How Netflix Is Building Recommendation Engine with LLM

For years, Netflix's personalization was powered by a complex ecosystem of specialized machine learning models. These models were brilliant at predicting what a member might click on in the next 30 seconds, but they seemed to lack a deeper understanding of a user's long-term taste. The system was optimized for the next interaction but struggled to grasp the long-term narrative of a member's evolving preferences. This wasn't a bug in the code; it was a fundamental limitation of the entire approach.

The platform's personalization relied on a constellation of models for different parts of the user experience, such as the "Continue Watching" row, "Top Picks for You," and similar title generators. This intricate system was immensely successful, collectively driving over 80% of all viewing hours on the platform. This impact translated into saving the company over $1 billion annually by keeping subscribers engaged and reducing churn.

But this success came at a cost. The system had become a sprawling collection of siloed models, making maintenance a monumental effort. Innovation in one area was difficult to transfer to others, leading to a point of diminishing returns where engineering complexity began to outweigh the incremental gains.

A significant breakthrough came from an entirely different field: Natural Language Processing (NLP). The paradigm shift towards massive, pre-trained Large Language Models (LLMs) was rewriting the rules of AI. Netflix's engineers observed how a single, large foundation model could perform a variety of tasks with minimal fine-tuning, demonstrating a generalized understanding that specialized models lacked. This led to a realization that they could borrow this playbook. The goal wasn't to use a chatbot to pick movies, but to build a single, unified foundation model that could learn the very language of member taste from the ground up. This strategic pivot marks a new chapter in the company's personalization journey, moving from shallow predictions to a deep, holistic comprehension of what truly delights each member.

Charting the AI journey that powers your next binge-watch.

Part 1: A Brief History of Taste - From Cinematch to a Constellation of Models

The DVD Era & Cinematch

To understand Netflix's current trajectory, it's crucial to examine its origins. In the early 2000s, the business was about shipping DVDs in red envelopes, and the core challenge was helping members navigate a vast catalog. This was the birthplace of "Cinematch," the company's first-generation recommendation algorithm.

Cinematch was a classic collaborative filtering system that worked by analyzing the explicit 5-star ratings members gave to movies. The logic was simple but powerful: if two members rated a set of movies similarly, the system would recommend movies that one person loved but the other hadn't seen yet. The primary metric for success was Root Mean Square Error (RMSE), a statistical measure of how close the predicted ratings were to the members' actual ratings. For years, Netflix's data scientists and engineers worked to drive that RMSE "down and to the right".
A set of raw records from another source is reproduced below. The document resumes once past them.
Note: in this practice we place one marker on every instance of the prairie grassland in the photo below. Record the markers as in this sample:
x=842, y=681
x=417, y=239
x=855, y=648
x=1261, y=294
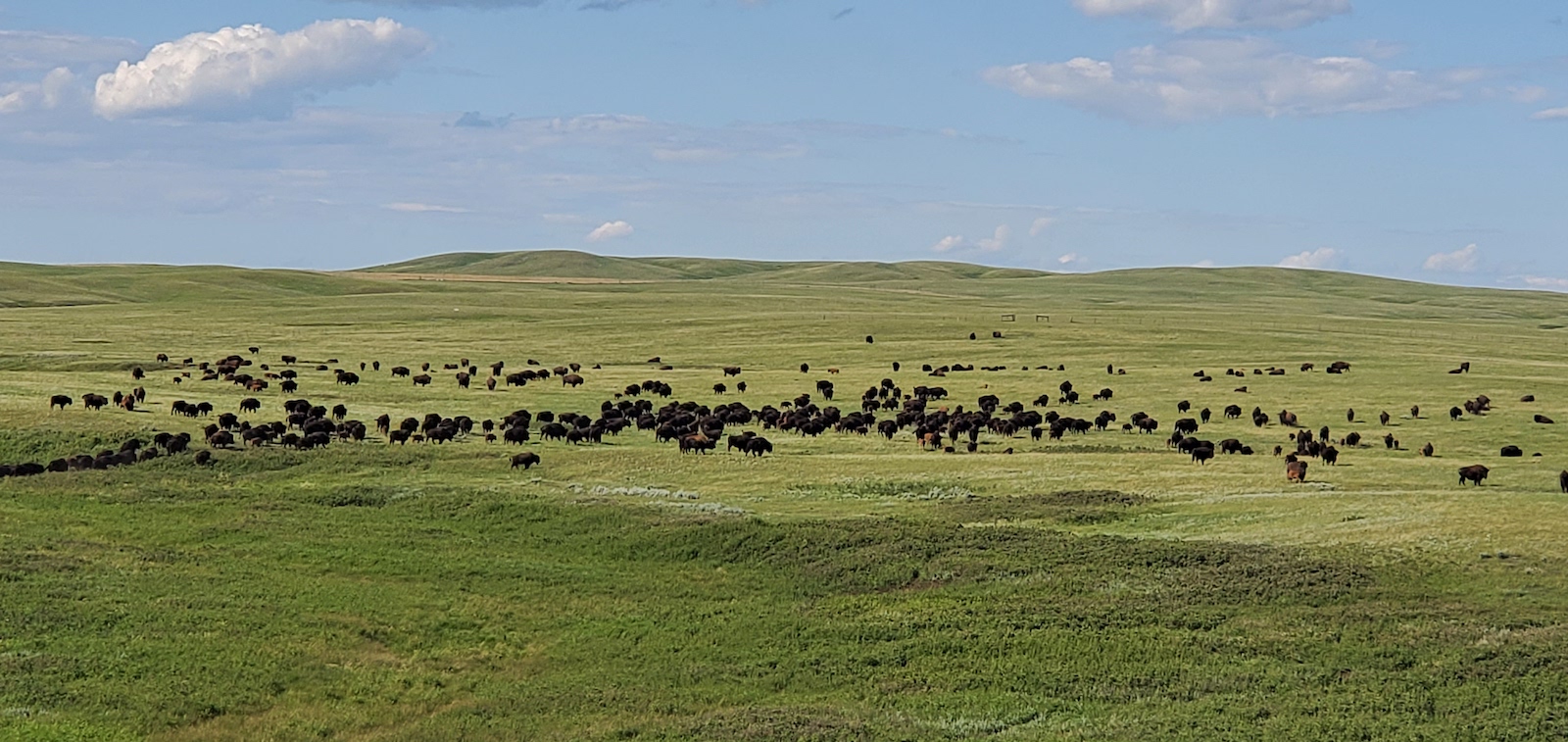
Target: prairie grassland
x=846, y=587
The Netflix Prize and Its Legacy

The company's commitment to this problem was famously demonstrated in 2006 with the launch of the Netflix Prize. A massive anonymized dataset of member ratings was released, challenging the global research community to build an algorithm that could beat Cinematch's RMSE by 10% for a grand prize of $1 million.

The competition was a watershed moment for the field of machine learning, supercharging research into collaborative filtering and popularizing techniques like matrix factorization. While the winning solution from the "BellKor's Pragmatic Chaos" team was never fully implemented due to its engineering complexity, the prize had a profound impact. It cemented Netflix's reputation as a pioneer in applied machine learning and became a magnet for the world's top engineering talent.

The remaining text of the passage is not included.